Choi shot the lights out of the front nine — considered the tougher of the two unique nines because of its rolling terrain — by earning birdies on holes No. 2, 5, 6 and 7. Two consecutive bogeys — on holes 14 and 15 — tempered three more birdies on the back nine.

She's looking like she's feeling right at home in Vancouver.

"I go to a Korean restaurant every meal I can," Choi said. "I found a great restaurant (Wednesday night). It tastes like my mom cooks. So maybe even (Thursday night), I'm going to go again.

"It's like three minutes away from the course."

The late story of the day was Ko, who won the U.S. Women's Amateur just two weeks ago. Her birdie putt from inside 10 feet on the final hole ended a roller-coaster opening round.

"It's always good to scramble with the pros," said Ko with a giggle. "(Golf Channel commentator) Kay Cockerill said I was a short-game queen, and I think that went really good (Thursday) — and my putting really helped a lot.

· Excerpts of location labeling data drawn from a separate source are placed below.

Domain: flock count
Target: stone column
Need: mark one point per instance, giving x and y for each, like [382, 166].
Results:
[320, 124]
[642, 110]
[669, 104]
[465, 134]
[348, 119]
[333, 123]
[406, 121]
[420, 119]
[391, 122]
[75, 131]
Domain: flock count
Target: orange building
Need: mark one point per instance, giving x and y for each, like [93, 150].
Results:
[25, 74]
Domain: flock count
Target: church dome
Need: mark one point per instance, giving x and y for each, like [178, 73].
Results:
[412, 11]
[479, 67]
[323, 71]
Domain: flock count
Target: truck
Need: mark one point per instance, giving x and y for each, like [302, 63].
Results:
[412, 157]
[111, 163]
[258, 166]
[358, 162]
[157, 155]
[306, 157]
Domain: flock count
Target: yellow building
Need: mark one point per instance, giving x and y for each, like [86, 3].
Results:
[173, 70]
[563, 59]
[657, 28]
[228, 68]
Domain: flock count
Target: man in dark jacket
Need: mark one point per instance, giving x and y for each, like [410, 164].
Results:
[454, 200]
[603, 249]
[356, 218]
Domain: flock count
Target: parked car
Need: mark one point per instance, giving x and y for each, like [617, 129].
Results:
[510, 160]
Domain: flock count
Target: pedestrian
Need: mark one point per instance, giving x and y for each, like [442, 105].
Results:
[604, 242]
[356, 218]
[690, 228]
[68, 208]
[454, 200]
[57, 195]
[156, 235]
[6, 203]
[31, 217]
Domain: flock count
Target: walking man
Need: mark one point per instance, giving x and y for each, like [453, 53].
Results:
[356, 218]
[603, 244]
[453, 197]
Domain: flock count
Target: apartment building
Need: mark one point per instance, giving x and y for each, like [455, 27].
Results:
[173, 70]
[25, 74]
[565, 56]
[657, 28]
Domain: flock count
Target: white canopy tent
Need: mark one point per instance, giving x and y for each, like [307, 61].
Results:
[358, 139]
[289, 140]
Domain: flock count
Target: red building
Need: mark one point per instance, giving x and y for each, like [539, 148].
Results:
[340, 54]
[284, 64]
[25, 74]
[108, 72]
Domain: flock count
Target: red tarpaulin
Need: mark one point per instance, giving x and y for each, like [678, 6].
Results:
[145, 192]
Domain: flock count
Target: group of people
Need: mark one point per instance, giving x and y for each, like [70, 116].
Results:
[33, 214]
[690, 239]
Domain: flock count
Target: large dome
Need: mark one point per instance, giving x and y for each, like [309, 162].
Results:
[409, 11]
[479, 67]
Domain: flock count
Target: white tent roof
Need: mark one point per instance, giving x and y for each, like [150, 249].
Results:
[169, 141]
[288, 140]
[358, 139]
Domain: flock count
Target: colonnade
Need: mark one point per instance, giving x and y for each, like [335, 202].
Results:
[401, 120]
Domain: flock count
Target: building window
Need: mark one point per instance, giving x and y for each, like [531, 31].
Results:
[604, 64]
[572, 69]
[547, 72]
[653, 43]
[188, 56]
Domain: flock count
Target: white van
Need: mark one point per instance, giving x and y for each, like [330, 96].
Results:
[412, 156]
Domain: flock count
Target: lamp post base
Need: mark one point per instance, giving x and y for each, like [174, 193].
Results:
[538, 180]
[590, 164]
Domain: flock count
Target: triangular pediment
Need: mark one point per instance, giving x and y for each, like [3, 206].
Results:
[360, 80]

"It was a really good day at the office, so hopefully, that will continue in the next few days," Ko continued. "It's kind of nerve-wracking to play along with the pros."

That, of course, includes the top-ranked Tseng, whose score was the result of a hard charge over the final handful of holes. The Chinese Taipei superstar birdied five of the last six holes, again on the more challenging front nine.

"I'm very patient the whole day," said Tseng, who won three of this season's first five LPGA tourneys before falling into a funk until recently.

"I saved three or four shots for par (Thursday)," Tseng continued. "Confidence is very important for me. The last couple of months, it seemed like I'm worried too much about (missed shots). This week, if I miss a couple of shots, I don't worry about it."

The low Canadian heading into Day 2 is 47-year-old Lorie Kane. The P.E.I. native posted an even-par 72.

Next among Canucks is 29-year-old Jessica Shepley, of Oakville, Ont., with a 1-over 73.